Secrets of the Great Pyramid
by Peter Tompkins

Harper & Row: New York, 1971

Review by
Robert Wilfred Franson
416 pages; profusely illustrated September 2008

  

Secrets of the Great Pyramid by Peter Tompkins is a Pharaoh's hoard of odd and fascinating information. Rather like the millennia-old search for Pharaonic treasure-troves, Tompkins reports a still-moving mixture of historical mystery, secret-passage exploration, accurate observation, thoughtful speculation, time-lapse astronomy, mystical geometry, fanciful mathematics, and fervent confusion. Obviously this is not a mixture that melds easily into a unitary overview, but Tompkins manages to provide a coherent and very entertaining account.

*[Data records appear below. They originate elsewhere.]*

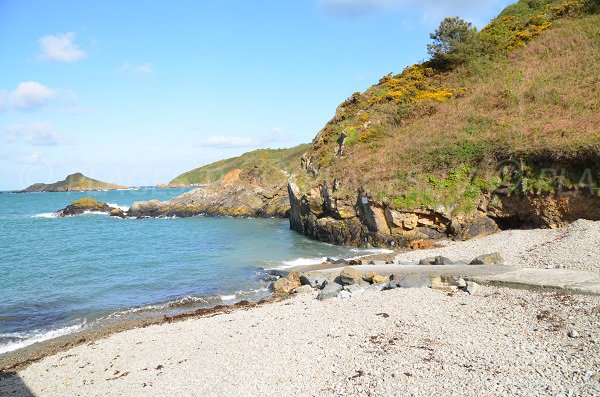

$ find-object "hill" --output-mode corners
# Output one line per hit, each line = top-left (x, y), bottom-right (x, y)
(169, 145), (309, 186)
(288, 0), (600, 247)
(18, 173), (128, 193)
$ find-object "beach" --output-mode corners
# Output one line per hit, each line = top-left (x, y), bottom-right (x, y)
(1, 285), (599, 396)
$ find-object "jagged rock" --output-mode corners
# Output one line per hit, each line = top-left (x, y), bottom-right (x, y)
(265, 269), (290, 278)
(337, 290), (352, 299)
(457, 278), (467, 288)
(339, 267), (363, 285)
(385, 209), (418, 230)
(470, 252), (504, 266)
(448, 219), (462, 236)
(458, 216), (499, 240)
(272, 272), (301, 294)
(363, 272), (388, 284)
(317, 280), (343, 300)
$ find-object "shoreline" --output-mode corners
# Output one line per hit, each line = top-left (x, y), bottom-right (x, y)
(0, 247), (396, 373)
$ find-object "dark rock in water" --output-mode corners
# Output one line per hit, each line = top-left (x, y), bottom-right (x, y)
(317, 280), (343, 300)
(59, 197), (112, 217)
(265, 269), (290, 279)
(348, 259), (362, 266)
(469, 252), (504, 266)
(326, 257), (349, 265)
(457, 216), (499, 240)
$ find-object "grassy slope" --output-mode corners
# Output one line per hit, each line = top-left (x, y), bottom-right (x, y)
(24, 173), (127, 191)
(297, 0), (600, 217)
(169, 144), (309, 186)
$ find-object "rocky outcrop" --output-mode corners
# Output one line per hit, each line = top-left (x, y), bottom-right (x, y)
(128, 168), (291, 219)
(17, 173), (127, 193)
(59, 197), (113, 216)
(287, 178), (600, 248)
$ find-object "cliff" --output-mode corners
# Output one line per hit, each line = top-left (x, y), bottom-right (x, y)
(287, 0), (600, 247)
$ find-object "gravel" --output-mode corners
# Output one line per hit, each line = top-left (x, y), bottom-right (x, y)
(2, 287), (599, 397)
(395, 220), (600, 273)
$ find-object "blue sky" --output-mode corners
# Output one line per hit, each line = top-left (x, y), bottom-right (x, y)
(0, 0), (514, 190)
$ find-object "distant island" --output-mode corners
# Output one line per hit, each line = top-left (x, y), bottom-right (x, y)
(16, 173), (128, 193)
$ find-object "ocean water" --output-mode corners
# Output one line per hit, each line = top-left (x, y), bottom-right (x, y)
(0, 189), (385, 354)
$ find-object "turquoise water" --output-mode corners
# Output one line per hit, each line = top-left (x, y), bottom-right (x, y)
(0, 189), (375, 354)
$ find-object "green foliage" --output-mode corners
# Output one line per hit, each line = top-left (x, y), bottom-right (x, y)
(428, 17), (480, 68)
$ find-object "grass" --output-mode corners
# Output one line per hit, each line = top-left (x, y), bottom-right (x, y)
(294, 1), (600, 215)
(170, 144), (309, 186)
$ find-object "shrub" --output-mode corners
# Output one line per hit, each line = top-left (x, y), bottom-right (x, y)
(427, 17), (480, 69)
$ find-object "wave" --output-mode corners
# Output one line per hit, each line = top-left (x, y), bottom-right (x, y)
(272, 256), (330, 269)
(0, 321), (86, 355)
(107, 203), (130, 212)
(220, 295), (236, 301)
(32, 212), (59, 219)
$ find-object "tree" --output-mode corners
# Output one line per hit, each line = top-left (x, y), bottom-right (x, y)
(427, 17), (479, 69)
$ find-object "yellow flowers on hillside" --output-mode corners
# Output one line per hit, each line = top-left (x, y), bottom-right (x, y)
(373, 65), (454, 104)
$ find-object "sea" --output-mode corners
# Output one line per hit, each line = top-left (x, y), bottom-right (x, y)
(0, 188), (388, 355)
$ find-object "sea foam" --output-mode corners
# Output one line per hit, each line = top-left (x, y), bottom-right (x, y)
(0, 322), (86, 355)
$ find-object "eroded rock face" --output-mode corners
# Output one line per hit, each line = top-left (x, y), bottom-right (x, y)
(59, 197), (112, 217)
(128, 169), (291, 219)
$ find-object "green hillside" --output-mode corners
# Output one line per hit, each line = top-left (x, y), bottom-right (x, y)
(296, 0), (600, 216)
(170, 144), (309, 186)
(19, 173), (127, 193)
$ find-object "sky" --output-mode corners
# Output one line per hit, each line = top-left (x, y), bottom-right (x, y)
(0, 0), (514, 190)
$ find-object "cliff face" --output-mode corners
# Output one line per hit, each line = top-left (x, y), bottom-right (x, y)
(17, 173), (127, 193)
(286, 1), (600, 247)
(130, 167), (291, 218)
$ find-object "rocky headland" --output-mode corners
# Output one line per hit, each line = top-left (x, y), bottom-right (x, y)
(16, 173), (127, 193)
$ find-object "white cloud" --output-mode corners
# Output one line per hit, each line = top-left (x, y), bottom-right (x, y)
(318, 0), (512, 25)
(13, 151), (44, 165)
(262, 128), (292, 143)
(4, 122), (67, 146)
(9, 82), (56, 111)
(117, 62), (154, 77)
(199, 135), (256, 148)
(0, 91), (7, 111)
(38, 32), (86, 62)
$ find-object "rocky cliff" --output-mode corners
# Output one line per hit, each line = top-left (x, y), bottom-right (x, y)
(129, 167), (291, 218)
(286, 1), (600, 247)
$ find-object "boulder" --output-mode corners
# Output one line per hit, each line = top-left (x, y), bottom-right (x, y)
(419, 257), (436, 266)
(457, 216), (499, 240)
(470, 252), (504, 266)
(343, 284), (365, 298)
(337, 290), (352, 299)
(339, 267), (363, 285)
(110, 208), (126, 218)
(395, 274), (432, 289)
(317, 281), (343, 300)
(465, 281), (479, 295)
(293, 285), (314, 294)
(410, 239), (434, 250)
(59, 197), (112, 217)
(272, 272), (301, 294)
(299, 272), (328, 289)
(434, 256), (454, 266)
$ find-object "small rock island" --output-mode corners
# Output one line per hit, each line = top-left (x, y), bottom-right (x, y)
(16, 173), (127, 193)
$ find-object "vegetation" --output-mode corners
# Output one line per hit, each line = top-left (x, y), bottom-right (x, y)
(20, 173), (127, 192)
(298, 0), (600, 216)
(169, 145), (309, 186)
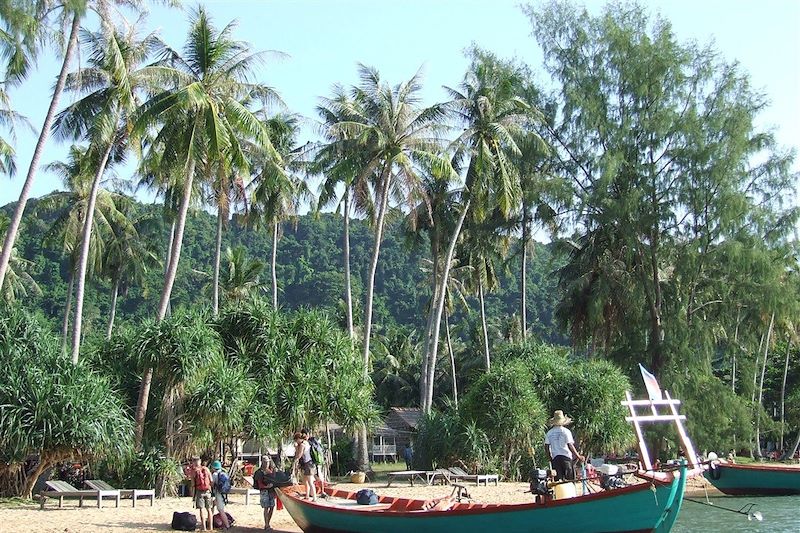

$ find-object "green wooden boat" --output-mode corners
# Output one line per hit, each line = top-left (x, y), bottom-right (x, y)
(277, 367), (701, 532)
(704, 462), (800, 495)
(277, 467), (688, 533)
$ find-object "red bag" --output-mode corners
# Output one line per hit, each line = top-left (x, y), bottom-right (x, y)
(194, 467), (212, 491)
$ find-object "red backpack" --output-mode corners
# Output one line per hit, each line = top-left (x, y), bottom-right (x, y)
(195, 467), (212, 491)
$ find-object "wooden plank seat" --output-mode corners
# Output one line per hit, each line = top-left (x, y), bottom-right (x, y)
(448, 467), (499, 486)
(228, 486), (260, 505)
(84, 480), (154, 507)
(386, 470), (429, 487)
(40, 480), (120, 509)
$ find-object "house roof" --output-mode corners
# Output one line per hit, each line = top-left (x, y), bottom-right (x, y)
(388, 407), (423, 430)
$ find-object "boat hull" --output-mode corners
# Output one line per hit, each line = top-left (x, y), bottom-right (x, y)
(704, 463), (800, 495)
(277, 473), (687, 533)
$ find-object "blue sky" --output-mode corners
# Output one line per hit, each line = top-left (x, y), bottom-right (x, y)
(2, 0), (799, 206)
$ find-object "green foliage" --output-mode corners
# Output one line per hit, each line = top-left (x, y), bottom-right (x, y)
(461, 360), (546, 474)
(0, 306), (132, 496)
(669, 372), (753, 455)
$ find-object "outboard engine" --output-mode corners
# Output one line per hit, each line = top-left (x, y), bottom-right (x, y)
(529, 468), (551, 501)
(597, 464), (626, 490)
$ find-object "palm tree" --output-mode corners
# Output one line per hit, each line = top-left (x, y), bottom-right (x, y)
(131, 6), (278, 448)
(329, 64), (453, 374)
(40, 145), (129, 347)
(102, 210), (161, 338)
(208, 162), (246, 315)
(325, 66), (453, 469)
(510, 125), (566, 338)
(0, 0), (158, 294)
(0, 215), (41, 303)
(313, 88), (374, 338)
(54, 23), (159, 363)
(461, 214), (509, 372)
(422, 49), (534, 412)
(218, 245), (264, 304)
(249, 113), (312, 309)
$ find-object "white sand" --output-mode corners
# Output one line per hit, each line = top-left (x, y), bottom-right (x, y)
(0, 476), (725, 532)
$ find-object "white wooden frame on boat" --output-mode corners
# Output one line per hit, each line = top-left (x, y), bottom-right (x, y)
(622, 389), (699, 472)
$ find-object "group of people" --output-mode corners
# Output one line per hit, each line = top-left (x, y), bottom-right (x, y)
(186, 457), (233, 531)
(185, 429), (326, 532)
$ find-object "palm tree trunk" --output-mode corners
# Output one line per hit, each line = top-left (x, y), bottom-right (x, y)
(780, 339), (791, 451)
(0, 13), (81, 292)
(61, 269), (75, 352)
(163, 220), (176, 317)
(70, 139), (116, 364)
(520, 205), (529, 339)
(361, 164), (392, 371)
(343, 187), (354, 338)
(420, 233), (440, 407)
(785, 430), (800, 461)
(445, 309), (457, 408)
(424, 198), (470, 412)
(106, 276), (120, 339)
(271, 221), (278, 309)
(754, 312), (775, 459)
(212, 209), (223, 315)
(134, 159), (196, 449)
(478, 277), (490, 372)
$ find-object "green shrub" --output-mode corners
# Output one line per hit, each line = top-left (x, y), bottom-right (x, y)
(0, 306), (133, 498)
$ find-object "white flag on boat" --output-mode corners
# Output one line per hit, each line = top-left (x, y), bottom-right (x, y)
(639, 364), (663, 401)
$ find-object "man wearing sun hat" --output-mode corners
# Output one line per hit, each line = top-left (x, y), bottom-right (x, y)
(544, 410), (585, 481)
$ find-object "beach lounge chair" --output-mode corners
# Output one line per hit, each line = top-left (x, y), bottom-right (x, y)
(85, 479), (154, 507)
(448, 467), (499, 486)
(39, 480), (120, 509)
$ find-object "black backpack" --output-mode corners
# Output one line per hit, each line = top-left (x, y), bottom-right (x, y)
(171, 511), (197, 531)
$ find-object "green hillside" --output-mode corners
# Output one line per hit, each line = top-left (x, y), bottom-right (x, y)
(4, 197), (566, 345)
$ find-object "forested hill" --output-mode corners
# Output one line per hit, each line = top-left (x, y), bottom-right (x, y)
(3, 197), (566, 344)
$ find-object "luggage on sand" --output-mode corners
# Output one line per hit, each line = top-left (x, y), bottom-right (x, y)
(212, 511), (235, 528)
(171, 511), (197, 531)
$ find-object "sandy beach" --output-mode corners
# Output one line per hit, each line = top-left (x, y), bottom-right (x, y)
(0, 476), (725, 533)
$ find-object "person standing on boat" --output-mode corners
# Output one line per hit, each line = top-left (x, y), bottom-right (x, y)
(545, 410), (585, 481)
(293, 432), (317, 501)
(253, 455), (276, 531)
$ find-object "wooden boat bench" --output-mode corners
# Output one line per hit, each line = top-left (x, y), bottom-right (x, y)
(85, 480), (154, 507)
(386, 470), (431, 487)
(40, 480), (120, 509)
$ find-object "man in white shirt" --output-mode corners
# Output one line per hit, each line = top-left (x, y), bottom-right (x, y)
(544, 410), (585, 481)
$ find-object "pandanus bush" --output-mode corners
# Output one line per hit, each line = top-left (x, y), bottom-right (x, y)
(0, 306), (133, 498)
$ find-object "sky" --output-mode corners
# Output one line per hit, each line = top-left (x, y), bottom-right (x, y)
(1, 0), (799, 207)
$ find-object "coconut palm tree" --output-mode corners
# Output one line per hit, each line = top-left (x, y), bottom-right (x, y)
(218, 245), (265, 304)
(329, 64), (453, 373)
(421, 50), (535, 412)
(325, 65), (454, 468)
(0, 215), (40, 303)
(0, 0), (160, 294)
(248, 113), (312, 309)
(102, 210), (161, 338)
(313, 88), (374, 338)
(130, 6), (278, 448)
(54, 23), (160, 363)
(40, 145), (130, 347)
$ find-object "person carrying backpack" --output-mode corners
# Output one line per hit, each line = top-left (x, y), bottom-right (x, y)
(210, 460), (231, 530)
(293, 432), (317, 501)
(188, 456), (213, 531)
(305, 430), (326, 485)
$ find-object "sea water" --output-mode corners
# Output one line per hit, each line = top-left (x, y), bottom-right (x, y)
(673, 495), (800, 532)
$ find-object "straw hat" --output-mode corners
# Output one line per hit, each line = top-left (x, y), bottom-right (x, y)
(549, 410), (572, 426)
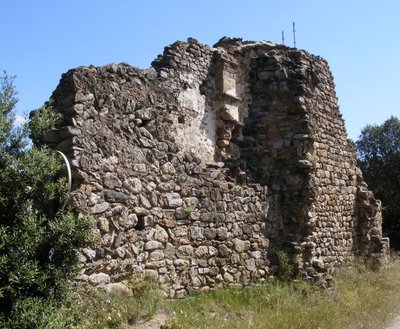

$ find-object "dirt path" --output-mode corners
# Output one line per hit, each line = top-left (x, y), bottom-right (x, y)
(386, 316), (400, 329)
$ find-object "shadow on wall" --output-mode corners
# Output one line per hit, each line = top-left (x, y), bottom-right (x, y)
(197, 41), (315, 273)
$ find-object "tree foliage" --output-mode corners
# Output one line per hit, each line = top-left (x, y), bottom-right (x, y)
(0, 71), (27, 158)
(0, 72), (93, 328)
(356, 116), (400, 248)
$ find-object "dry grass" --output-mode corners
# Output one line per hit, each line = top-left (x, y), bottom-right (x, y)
(164, 257), (400, 329)
(56, 257), (400, 328)
(56, 276), (164, 328)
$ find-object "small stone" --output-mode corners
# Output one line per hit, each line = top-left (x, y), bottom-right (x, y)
(146, 181), (157, 192)
(114, 233), (124, 247)
(149, 250), (165, 261)
(209, 246), (218, 256)
(178, 245), (194, 257)
(297, 159), (313, 169)
(198, 260), (208, 268)
(134, 163), (147, 172)
(115, 247), (126, 258)
(164, 243), (176, 258)
(125, 98), (136, 114)
(159, 71), (169, 79)
(158, 181), (175, 192)
(219, 105), (239, 123)
(104, 205), (125, 218)
(78, 253), (86, 263)
(103, 282), (133, 296)
(232, 238), (250, 252)
(217, 139), (230, 148)
(88, 193), (101, 206)
(76, 274), (89, 282)
(134, 207), (149, 216)
(204, 228), (217, 239)
(251, 251), (262, 259)
(82, 248), (96, 260)
(88, 273), (110, 285)
(104, 189), (129, 203)
(161, 162), (176, 174)
(218, 244), (230, 257)
(146, 260), (166, 269)
(245, 259), (256, 271)
(98, 217), (109, 232)
(154, 225), (169, 243)
(145, 240), (164, 251)
(192, 276), (202, 287)
(103, 173), (122, 189)
(140, 195), (152, 209)
(75, 92), (95, 104)
(174, 259), (190, 267)
(91, 202), (110, 214)
(312, 259), (325, 270)
(190, 227), (204, 240)
(135, 108), (156, 121)
(232, 223), (242, 236)
(184, 197), (199, 207)
(223, 272), (234, 283)
(195, 245), (209, 258)
(209, 267), (219, 276)
(164, 192), (183, 208)
(159, 218), (176, 228)
(175, 289), (186, 298)
(127, 214), (138, 228)
(217, 227), (229, 239)
(175, 207), (187, 219)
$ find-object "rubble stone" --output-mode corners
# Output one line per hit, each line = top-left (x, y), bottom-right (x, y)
(40, 37), (389, 296)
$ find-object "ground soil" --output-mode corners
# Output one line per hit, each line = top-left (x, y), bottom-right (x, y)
(126, 311), (168, 329)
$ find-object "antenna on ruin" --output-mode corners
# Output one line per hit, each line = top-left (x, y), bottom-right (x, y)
(281, 30), (285, 45)
(293, 21), (297, 48)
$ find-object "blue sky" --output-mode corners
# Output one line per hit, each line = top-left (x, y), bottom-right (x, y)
(1, 0), (399, 140)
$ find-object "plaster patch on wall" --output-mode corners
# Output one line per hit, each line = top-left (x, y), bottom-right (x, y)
(176, 74), (217, 163)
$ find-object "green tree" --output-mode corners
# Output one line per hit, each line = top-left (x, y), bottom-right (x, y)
(356, 116), (400, 248)
(0, 71), (26, 157)
(0, 72), (93, 328)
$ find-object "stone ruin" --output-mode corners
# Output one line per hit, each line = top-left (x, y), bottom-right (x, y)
(40, 37), (389, 297)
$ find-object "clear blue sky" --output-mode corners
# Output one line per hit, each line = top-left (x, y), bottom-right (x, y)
(1, 0), (399, 140)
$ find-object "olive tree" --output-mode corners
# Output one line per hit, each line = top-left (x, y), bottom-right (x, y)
(0, 72), (92, 328)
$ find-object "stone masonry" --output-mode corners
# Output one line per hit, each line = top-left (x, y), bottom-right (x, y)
(39, 37), (389, 297)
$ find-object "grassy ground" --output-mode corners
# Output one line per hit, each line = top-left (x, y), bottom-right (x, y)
(65, 257), (400, 329)
(56, 276), (164, 328)
(168, 260), (400, 329)
(165, 259), (400, 329)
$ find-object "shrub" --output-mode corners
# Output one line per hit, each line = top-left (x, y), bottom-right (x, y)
(0, 72), (93, 328)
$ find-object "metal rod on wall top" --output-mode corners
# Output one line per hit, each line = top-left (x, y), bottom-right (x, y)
(293, 22), (296, 48)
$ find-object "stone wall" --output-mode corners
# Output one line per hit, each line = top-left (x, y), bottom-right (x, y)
(40, 37), (389, 296)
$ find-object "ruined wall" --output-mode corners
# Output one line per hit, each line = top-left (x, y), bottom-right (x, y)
(42, 38), (388, 296)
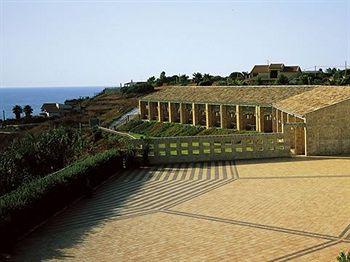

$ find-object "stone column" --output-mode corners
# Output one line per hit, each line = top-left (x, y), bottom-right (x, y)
(205, 103), (213, 129)
(168, 102), (176, 123)
(220, 105), (228, 129)
(236, 105), (244, 131)
(192, 103), (200, 126)
(260, 108), (265, 132)
(281, 112), (288, 132)
(179, 103), (186, 124)
(255, 106), (262, 132)
(272, 108), (277, 133)
(276, 109), (281, 132)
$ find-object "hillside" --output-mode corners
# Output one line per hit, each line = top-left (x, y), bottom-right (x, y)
(71, 90), (140, 126)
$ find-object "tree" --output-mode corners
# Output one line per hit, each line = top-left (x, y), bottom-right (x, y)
(229, 72), (244, 80)
(275, 74), (289, 85)
(159, 71), (166, 84)
(12, 105), (23, 120)
(199, 73), (214, 86)
(255, 76), (263, 85)
(179, 74), (189, 86)
(147, 76), (156, 85)
(192, 72), (203, 86)
(23, 105), (33, 118)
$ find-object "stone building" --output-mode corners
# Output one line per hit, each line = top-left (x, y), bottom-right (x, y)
(274, 87), (350, 156)
(249, 63), (301, 80)
(139, 85), (350, 156)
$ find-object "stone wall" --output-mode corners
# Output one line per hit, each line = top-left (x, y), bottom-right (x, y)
(134, 133), (290, 164)
(305, 99), (350, 155)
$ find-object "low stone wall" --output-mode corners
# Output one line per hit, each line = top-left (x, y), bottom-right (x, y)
(134, 133), (290, 164)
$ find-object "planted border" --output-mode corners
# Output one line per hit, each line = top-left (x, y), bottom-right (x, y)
(0, 149), (123, 251)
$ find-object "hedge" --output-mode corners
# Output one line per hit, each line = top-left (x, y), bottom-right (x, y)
(0, 149), (124, 252)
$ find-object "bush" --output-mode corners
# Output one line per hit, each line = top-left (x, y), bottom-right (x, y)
(117, 120), (204, 137)
(337, 251), (350, 262)
(275, 74), (289, 85)
(0, 149), (125, 251)
(0, 127), (85, 196)
(120, 82), (154, 95)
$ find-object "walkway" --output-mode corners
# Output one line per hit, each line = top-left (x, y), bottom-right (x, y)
(109, 107), (139, 129)
(14, 158), (350, 261)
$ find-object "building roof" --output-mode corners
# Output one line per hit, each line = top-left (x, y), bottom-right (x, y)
(274, 86), (350, 117)
(250, 65), (269, 74)
(269, 63), (284, 70)
(141, 86), (316, 107)
(283, 66), (301, 73)
(250, 63), (301, 75)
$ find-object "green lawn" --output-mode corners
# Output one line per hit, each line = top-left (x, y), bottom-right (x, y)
(117, 120), (256, 138)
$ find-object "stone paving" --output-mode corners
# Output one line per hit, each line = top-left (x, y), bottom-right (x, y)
(14, 158), (350, 261)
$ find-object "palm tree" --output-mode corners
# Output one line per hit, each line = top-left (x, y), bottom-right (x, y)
(23, 105), (33, 118)
(192, 72), (203, 85)
(12, 105), (23, 120)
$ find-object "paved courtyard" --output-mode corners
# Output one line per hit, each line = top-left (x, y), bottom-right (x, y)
(14, 157), (350, 261)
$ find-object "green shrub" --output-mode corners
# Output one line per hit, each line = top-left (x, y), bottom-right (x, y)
(0, 149), (124, 251)
(117, 120), (205, 137)
(337, 251), (350, 262)
(0, 127), (85, 196)
(118, 120), (260, 137)
(120, 82), (154, 94)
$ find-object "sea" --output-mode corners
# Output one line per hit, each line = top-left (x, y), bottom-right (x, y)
(0, 87), (106, 120)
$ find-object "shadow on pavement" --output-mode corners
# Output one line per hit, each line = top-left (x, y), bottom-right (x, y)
(12, 167), (150, 261)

The Great Pyramid of Khufu (or Cheops) on the Giza Plateau of Egypt has fascinated people for thousands of years. Explorers and other experts and amateurs have disputed not only straightforward details of its massive physical presence, but the nature of its construction and even of its reason for being. This simple building of vast solidity seems to become more subtle the more one learns about it; its history of discoveries and speculation is less solid than any mirage in the desert, wavering in front of our eyes as though most explorers and theorists of pyramidology had delusions from heat-stroke.
  

Especially since Napoleon Bonaparte brought an army with scientists into Egypt, the pyramids have captured the imagination of the West, from serious science and history to cultic symbolism to popular culture. A long-favorite bit of mine:

Who shall doubt "the secret hid
Under Cheops' pyramid"
Was that the contractor did
   Cheops out of several millions?
Rudyard Kipling
"A General Summary"
Departmental Ditties (1886);
Rudyard Kipling's Verse,
Definitive Edition
  

In addition to wonderful period photographs and engravings in this large-format book, Tompkins provides the diagrams which are essential to understanding the theories put forth during the last couple of centuries. An appendix on ancient mathematics by Livio Stecchini places the ground under the shifting sands of some at least of the speculations. Secrets of the Great Pyramid is scientific and cultural history of a rare quality. Tompkins does a fine job of explaining the true, sympathizing with the hopeful, and justifying the doubtful as far as reasonable, or beyond.

A major amplifier of mysteries here is that all the ancient tombs and other buildings which were known to the ancient man-in-the-street were looted in antiquity. Unlike some concealed or buried tombs which survived in the Valley of the Kings, the Great Pyramid has been a target that one could hardly fail to notice, and hardly miss presuming that this greatest of monuments really ought to conceal grand valuables somewhere in its vast courses of stone. Breaking into it was a challenge well met: all the portable evidence is long gone. In modern times archaeologists appeared with measuring-tapes and pick-axes, but our Egyptologists are too late on the scene by ages. Certainly, though, the Great Pyramid remains fascinating, and all its mirages of interpretation provide a considerable part of its charm.